# 92 Nissan Sentra Engine Swap



## carnut (Oct 20, 2004)

My son has a 1992 Nissan Sentra XE 1.6 automatic with the 8th vin digit P. The engine has a rod throught the side and we can't find a replacement close by. We were told this is a Canadian engine. Anyway we found a lot of 1.6 that came in a sentra with the vin digit E and were told they would not interchange. Our question is can this be done? And what needs to be changed to make it work? Thanks for any info.


----------



## psr (Oct 6, 2003)

carnut said:


> My son has a 1992 Nissan Sentra XE 1.6 automatic with the 8th vin digit P. The engine has a rod throught the side and we can't find a replacement close by. We were told this is a Canadian engine. Anyway we found a lot of 1.6 that came in a sentra with the vin digit E and were told they would not interchange. Our question is can this be done? And what needs to be changed to make it work? Thanks for any info.
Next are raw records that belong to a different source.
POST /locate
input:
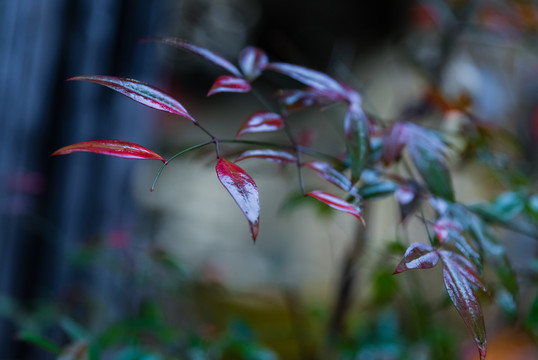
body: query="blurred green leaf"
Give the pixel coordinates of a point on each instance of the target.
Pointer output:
(376, 191)
(39, 341)
(73, 330)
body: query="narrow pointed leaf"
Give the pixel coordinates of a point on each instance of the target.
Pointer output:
(142, 93)
(378, 190)
(243, 190)
(337, 203)
(226, 83)
(459, 274)
(118, 148)
(418, 256)
(309, 77)
(357, 140)
(408, 198)
(448, 231)
(200, 51)
(261, 121)
(427, 152)
(330, 174)
(252, 61)
(268, 154)
(393, 143)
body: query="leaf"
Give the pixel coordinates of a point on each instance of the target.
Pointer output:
(200, 51)
(309, 77)
(459, 274)
(378, 190)
(142, 93)
(252, 61)
(357, 140)
(449, 231)
(268, 154)
(337, 203)
(39, 341)
(243, 190)
(292, 100)
(261, 121)
(393, 143)
(226, 83)
(427, 152)
(330, 174)
(418, 256)
(408, 198)
(118, 148)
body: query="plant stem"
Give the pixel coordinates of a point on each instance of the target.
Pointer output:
(175, 156)
(290, 136)
(344, 292)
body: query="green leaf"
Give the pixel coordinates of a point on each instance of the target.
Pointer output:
(428, 154)
(39, 341)
(74, 330)
(357, 140)
(376, 191)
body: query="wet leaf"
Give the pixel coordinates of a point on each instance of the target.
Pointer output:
(261, 121)
(252, 61)
(408, 198)
(118, 148)
(459, 274)
(357, 140)
(268, 154)
(142, 93)
(418, 256)
(427, 152)
(309, 77)
(393, 143)
(378, 190)
(226, 83)
(243, 190)
(448, 231)
(330, 174)
(337, 203)
(200, 51)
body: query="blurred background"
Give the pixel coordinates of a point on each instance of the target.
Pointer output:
(89, 256)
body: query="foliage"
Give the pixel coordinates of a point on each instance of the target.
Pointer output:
(459, 236)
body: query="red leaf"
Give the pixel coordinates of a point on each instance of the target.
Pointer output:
(252, 61)
(447, 230)
(418, 256)
(309, 77)
(243, 190)
(139, 92)
(408, 198)
(226, 83)
(337, 203)
(393, 143)
(118, 148)
(200, 51)
(428, 152)
(459, 274)
(268, 154)
(327, 172)
(261, 121)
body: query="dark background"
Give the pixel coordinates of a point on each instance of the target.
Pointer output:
(49, 205)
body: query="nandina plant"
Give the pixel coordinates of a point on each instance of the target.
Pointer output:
(457, 235)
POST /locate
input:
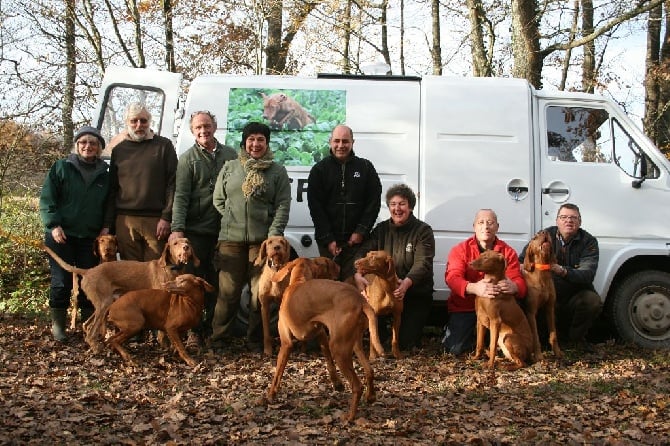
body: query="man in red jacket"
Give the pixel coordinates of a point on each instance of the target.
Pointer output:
(465, 283)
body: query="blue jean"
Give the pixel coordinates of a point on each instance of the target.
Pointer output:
(460, 333)
(77, 252)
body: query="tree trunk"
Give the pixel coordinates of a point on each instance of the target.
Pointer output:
(436, 50)
(589, 49)
(70, 74)
(526, 42)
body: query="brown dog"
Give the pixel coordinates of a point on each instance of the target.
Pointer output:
(541, 292)
(274, 253)
(173, 310)
(378, 269)
(105, 248)
(107, 280)
(308, 307)
(280, 109)
(503, 317)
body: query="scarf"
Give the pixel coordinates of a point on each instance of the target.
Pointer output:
(254, 182)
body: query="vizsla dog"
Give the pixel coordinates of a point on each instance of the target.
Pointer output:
(173, 310)
(280, 109)
(503, 317)
(108, 280)
(378, 269)
(274, 253)
(105, 248)
(311, 307)
(541, 292)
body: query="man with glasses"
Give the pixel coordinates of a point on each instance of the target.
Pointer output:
(142, 184)
(193, 212)
(465, 283)
(577, 303)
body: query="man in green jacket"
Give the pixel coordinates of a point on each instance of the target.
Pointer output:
(193, 213)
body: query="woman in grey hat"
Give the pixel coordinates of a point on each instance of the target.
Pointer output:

if you get a US engine the vin should be 1N and im just guessing but if you do get that engine you should be able to swap it in but then you would most likely have to get the ecu changed as well.....but again im not sure so wait to see what other people have to say..(oh and whats the first two digits of the vin because that will tell you what kind of engine you have, not the 8th digit) the first digit stands for what kind of enigin (ex: 1=USA, J=Japan) the second digit stands for what kind of car.


----------



## lshadoff (Nov 26, 2002)

Here's the VIN arrangement from the B14 FSM (B13 VIN is the same)










Lew


----------



## carnut (Oct 20, 2004)

Thanks for the info guys. The first four numbers & letters of the vin are 1N4E. I can't understand why all these salvage yards were only wanting the 8th vin number or letter? Does anyone know why or do they just not know what they are selling?
Thanks again


----------